Examples and Use Cases

Implementing Known Folder Move rigorously often introduces user experience and data-governance tradeoffs, requiring organisations to weigh seamless recovery and mobility against broader content exposure and policy complexity.

• A developer saves a CI token in Documents, then Known Folder Move syncs it into OneDrive, making it recoverable from multiple endpoints and retention layers.
• A remote worker uses Desktop for working files, and a misconfigured sharing policy exposes screenshots containing credentials or temporary access links.
• An incident responder reviews endpoint artefacts, only to find the relevant evidence has already migrated into a cloud workspace with separate audit and legal-hold requirements.
• An identity team aligns folder redirection with the governance guidance in Ultimate Guide to NHIs to reduce the chance that secrets live in unmanaged user locations.
• A security architect maps the storage path to NIST Cybersecurity Framework 2.0 outcomes so endpoint sync settings, DLP, and access reviews stay aligned.

In practice, the term is also used in documentation about backup, migration, and device onboarding, but those adjacent uses are not identical. Folder redirection, cloud backup, and managed sync may overlap operationally while carrying different control expectations for retention, access, and incident response.

Why It Matters in NHI Security

Known Folder Move matters because secrets are often stored wherever users feel comfortable, not where controls are strongest. When those folders are redirected into cloud storage, the risk shifts from a single endpoint compromise to a broader access problem involving sync services, shared devices, account recovery, and inherited permissions. That is why it belongs in NHI governance conversations even though it is usually described as a productivity feature.

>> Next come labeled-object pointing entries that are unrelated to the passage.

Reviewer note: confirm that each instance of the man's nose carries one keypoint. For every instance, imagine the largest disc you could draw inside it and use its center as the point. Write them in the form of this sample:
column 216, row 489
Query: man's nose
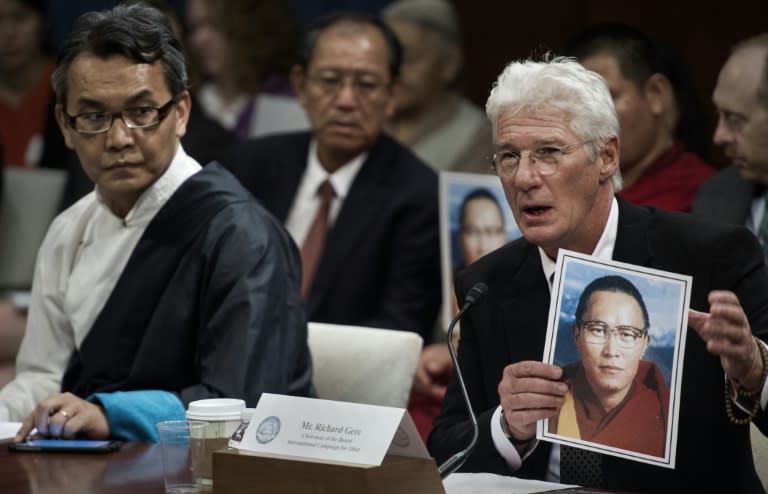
column 119, row 135
column 723, row 135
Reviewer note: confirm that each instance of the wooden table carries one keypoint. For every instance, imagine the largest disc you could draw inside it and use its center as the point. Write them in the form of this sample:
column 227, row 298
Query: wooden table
column 134, row 469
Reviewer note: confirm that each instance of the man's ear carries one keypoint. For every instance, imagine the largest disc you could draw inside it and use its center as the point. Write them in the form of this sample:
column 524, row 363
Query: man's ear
column 66, row 130
column 394, row 90
column 659, row 94
column 609, row 158
column 299, row 83
column 183, row 108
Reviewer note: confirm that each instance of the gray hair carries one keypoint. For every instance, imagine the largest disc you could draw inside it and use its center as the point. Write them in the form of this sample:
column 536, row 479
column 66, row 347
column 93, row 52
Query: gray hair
column 137, row 32
column 558, row 84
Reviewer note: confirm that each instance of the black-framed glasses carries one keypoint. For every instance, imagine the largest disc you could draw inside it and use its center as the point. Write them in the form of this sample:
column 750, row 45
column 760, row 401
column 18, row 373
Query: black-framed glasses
column 364, row 84
column 598, row 332
column 544, row 159
column 138, row 117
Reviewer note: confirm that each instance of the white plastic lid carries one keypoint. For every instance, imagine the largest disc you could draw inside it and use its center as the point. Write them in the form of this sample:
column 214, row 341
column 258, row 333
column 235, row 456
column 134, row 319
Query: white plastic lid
column 216, row 409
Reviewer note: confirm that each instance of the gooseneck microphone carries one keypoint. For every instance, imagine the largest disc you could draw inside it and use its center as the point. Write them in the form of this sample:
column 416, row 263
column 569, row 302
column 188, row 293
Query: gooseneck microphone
column 454, row 462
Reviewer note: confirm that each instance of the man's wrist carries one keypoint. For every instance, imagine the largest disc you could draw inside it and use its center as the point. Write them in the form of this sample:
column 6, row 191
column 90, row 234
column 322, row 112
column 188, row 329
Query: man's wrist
column 752, row 385
column 508, row 434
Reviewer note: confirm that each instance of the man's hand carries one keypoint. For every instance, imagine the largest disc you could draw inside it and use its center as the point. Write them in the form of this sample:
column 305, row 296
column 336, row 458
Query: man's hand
column 726, row 331
column 433, row 370
column 65, row 415
column 530, row 391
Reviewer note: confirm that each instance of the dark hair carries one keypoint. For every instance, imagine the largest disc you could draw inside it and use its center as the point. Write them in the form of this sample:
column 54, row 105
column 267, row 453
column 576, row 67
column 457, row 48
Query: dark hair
column 324, row 23
column 639, row 57
column 616, row 284
column 478, row 193
column 757, row 41
column 137, row 32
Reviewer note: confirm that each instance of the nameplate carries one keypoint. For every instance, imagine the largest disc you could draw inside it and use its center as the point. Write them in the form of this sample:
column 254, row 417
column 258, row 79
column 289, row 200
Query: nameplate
column 331, row 431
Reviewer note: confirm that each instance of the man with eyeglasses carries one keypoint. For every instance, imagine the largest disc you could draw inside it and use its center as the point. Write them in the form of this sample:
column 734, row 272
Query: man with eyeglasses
column 556, row 135
column 362, row 207
column 166, row 284
column 611, row 389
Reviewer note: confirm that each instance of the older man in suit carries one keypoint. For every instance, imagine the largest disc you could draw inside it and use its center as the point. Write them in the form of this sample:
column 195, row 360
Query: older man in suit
column 556, row 134
column 378, row 264
column 738, row 193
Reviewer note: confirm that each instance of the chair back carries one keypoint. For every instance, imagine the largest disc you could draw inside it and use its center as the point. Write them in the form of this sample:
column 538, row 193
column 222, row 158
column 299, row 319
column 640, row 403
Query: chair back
column 363, row 365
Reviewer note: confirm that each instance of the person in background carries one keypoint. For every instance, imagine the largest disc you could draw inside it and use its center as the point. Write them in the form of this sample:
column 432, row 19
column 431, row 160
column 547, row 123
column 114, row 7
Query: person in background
column 431, row 116
column 25, row 75
column 481, row 225
column 243, row 50
column 738, row 193
column 557, row 158
column 379, row 262
column 611, row 389
column 205, row 139
column 166, row 284
column 664, row 136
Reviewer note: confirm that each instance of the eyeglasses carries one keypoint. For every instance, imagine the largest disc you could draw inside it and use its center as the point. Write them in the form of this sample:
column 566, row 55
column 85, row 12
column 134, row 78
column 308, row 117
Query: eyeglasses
column 597, row 333
column 363, row 84
column 545, row 159
column 139, row 117
column 475, row 232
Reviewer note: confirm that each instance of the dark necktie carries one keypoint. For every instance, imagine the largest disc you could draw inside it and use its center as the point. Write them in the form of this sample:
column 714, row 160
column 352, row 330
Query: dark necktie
column 762, row 233
column 314, row 242
column 580, row 467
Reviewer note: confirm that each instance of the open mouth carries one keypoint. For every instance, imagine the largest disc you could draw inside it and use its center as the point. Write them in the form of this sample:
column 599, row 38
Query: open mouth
column 535, row 210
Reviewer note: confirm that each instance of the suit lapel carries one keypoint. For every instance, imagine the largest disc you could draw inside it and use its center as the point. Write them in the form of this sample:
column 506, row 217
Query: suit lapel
column 285, row 176
column 525, row 310
column 632, row 243
column 367, row 195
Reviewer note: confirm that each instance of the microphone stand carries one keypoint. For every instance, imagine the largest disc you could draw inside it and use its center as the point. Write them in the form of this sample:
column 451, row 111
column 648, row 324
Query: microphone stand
column 454, row 462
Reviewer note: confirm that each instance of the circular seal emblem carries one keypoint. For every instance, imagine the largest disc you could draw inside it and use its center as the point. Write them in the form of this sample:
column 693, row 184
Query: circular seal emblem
column 401, row 438
column 268, row 429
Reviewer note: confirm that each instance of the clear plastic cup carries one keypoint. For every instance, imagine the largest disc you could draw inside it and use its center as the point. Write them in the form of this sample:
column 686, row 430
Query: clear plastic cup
column 183, row 457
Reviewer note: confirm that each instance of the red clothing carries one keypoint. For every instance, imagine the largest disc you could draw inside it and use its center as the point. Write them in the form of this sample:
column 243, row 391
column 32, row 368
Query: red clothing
column 638, row 424
column 24, row 125
column 671, row 182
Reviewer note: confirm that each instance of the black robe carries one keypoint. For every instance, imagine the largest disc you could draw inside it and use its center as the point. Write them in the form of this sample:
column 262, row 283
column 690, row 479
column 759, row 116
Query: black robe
column 207, row 306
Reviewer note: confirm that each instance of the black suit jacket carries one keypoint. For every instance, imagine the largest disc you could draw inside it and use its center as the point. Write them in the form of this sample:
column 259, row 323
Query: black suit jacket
column 381, row 263
column 725, row 197
column 509, row 325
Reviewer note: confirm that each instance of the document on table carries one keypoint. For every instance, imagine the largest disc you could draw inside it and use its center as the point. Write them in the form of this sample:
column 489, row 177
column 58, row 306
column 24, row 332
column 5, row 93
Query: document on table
column 8, row 430
column 488, row 483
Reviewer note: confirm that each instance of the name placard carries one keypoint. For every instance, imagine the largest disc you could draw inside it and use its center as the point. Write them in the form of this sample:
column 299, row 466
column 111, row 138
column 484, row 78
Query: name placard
column 332, row 431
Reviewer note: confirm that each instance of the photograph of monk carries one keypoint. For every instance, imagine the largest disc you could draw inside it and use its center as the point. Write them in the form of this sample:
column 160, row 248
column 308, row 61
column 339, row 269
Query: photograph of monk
column 475, row 220
column 616, row 342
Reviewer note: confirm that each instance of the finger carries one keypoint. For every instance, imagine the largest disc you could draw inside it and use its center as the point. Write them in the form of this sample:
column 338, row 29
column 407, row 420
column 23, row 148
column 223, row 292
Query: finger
column 437, row 391
column 697, row 319
column 56, row 423
column 530, row 368
column 26, row 428
column 531, row 401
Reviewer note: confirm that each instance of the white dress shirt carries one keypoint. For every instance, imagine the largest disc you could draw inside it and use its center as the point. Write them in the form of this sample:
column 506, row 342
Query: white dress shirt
column 306, row 201
column 603, row 250
column 79, row 262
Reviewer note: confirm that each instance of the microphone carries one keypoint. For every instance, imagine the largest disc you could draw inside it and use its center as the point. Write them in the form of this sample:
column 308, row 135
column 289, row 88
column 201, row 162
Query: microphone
column 454, row 462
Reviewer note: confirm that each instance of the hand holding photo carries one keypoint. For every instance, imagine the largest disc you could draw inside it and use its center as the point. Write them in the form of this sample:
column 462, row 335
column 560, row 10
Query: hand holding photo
column 618, row 332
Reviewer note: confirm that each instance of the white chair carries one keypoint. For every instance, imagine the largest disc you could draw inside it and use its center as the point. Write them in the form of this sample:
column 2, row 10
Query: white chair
column 31, row 199
column 760, row 454
column 363, row 365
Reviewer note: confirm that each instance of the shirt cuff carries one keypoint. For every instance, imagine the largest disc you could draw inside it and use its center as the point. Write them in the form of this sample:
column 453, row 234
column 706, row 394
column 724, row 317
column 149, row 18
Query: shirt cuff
column 763, row 394
column 505, row 448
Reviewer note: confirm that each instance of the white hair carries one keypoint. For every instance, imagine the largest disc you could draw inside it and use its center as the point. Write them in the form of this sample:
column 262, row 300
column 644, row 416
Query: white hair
column 558, row 84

The NHI risk is amplified by the fact that Ultimate Guide to NHIs reports that 96% of organisations store secrets outside of secrets managers in vulnerable locations including code, config files, and CI/CD tools. If those same secrets are also sitting in redirected user folders, the organisation gains convenience while expanding the number of places a compromised credential can surface. Security teams should therefore pair folder redirection with DLP, endpoint classification, and explicit bans on storing credentials in user directories. The operational lesson is straightforward: if a folder is a landing zone for secrets, it needs the same governance as a vault-adjacent system. Organisations typically encounter this consequence only after a leak, at which point Known Folder Move becomes operationally unavoidable to investigate and contain.